More of us need to be open to listening to their experiences, showing appreciation for their sacrifices, and helping them adjust to returning to mainstream America. Not only did they face the horrors of war and separation from friends and family, but oftentimes they left previous positions in order to serve and are returning to an economy where jobs are tough to find and competition is fierce. If they had a home when they left for the war, it is probably worth 30-50% less than what they still owe on it. They are coping with life outside a war zone and dealing with the problems associated with earning a degree or a license to make it possible to get a decent job and bring order and stability to life. They are the definition of a non-traditional student. Many have families already and are trying to be a father or mother after a long absence, balance a budget at home, and pay for classes.
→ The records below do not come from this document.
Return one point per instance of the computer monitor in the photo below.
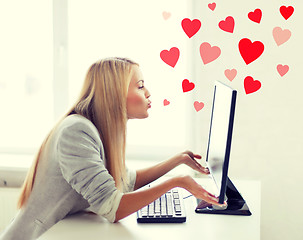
(218, 153)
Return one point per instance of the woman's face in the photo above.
(137, 102)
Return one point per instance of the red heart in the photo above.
(256, 15)
(250, 51)
(251, 85)
(166, 102)
(190, 27)
(227, 25)
(187, 85)
(170, 57)
(212, 6)
(198, 105)
(286, 12)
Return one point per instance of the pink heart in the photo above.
(198, 105)
(166, 102)
(282, 69)
(187, 85)
(190, 27)
(170, 57)
(166, 15)
(227, 25)
(230, 74)
(209, 53)
(212, 6)
(255, 16)
(281, 36)
(251, 85)
(250, 51)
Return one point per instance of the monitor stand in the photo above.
(236, 205)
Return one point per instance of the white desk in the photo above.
(197, 226)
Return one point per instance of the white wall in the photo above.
(268, 130)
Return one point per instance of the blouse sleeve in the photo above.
(83, 168)
(131, 181)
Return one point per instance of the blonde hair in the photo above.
(103, 101)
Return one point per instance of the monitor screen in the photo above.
(220, 135)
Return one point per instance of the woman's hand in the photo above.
(189, 159)
(197, 190)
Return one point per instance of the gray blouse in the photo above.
(71, 177)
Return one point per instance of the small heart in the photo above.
(228, 24)
(209, 53)
(212, 6)
(250, 51)
(255, 16)
(230, 74)
(282, 69)
(166, 102)
(190, 27)
(171, 56)
(198, 105)
(166, 15)
(286, 12)
(187, 85)
(281, 36)
(251, 85)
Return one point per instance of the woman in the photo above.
(81, 164)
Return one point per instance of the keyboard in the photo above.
(169, 208)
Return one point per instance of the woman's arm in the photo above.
(147, 175)
(133, 201)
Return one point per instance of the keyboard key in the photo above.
(167, 208)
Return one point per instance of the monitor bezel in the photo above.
(224, 177)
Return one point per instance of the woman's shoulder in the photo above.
(76, 122)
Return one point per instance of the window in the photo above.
(26, 63)
(47, 47)
(136, 29)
Fortunately, by serving in the military, they are entitled to educational benefits which help pay for the books and tuition and take some of the financial burden away. Schools and colleges are responding better to returning veterans than they had in past wars. Many have full-fledged veterans programs that tackle all the issues facing non-traditional students returning from war, including programs to help with post traumatic stress disorder (PTSD). Other schools have at least a veteran’s representative to address their needs or point them in the right direction.
Many students know already what they want to study. Others need counseling to figure out what their experiences in the military will translate to in an occupation that is secure and growing in the civilian world. There are many papers written by vets for vets on returning to school. Vets and veteran representatives need to be aware of today’s “hot” career fields. The largest majority of these are in the healthcare field. Some programs take as little as nine months to complete and are projected to grow up to 36% between now and 2018.
Current educational trends show the most valuable careers for veterans are:
Healthcare allied professionals, such as nurses, lab techs, med techs, x-ray techs, surgical techs, etc.
Security personal such as counter terrorism, Homeland security, criminal justice positions, and police work
Skilled labor positions such as plumbing, electrical, computing, HVAC
Firefighting and rescue
“Some gave all. All gave some.”
Do the same and welcome back our troops with a helping hand in their newest challenge: the college campus.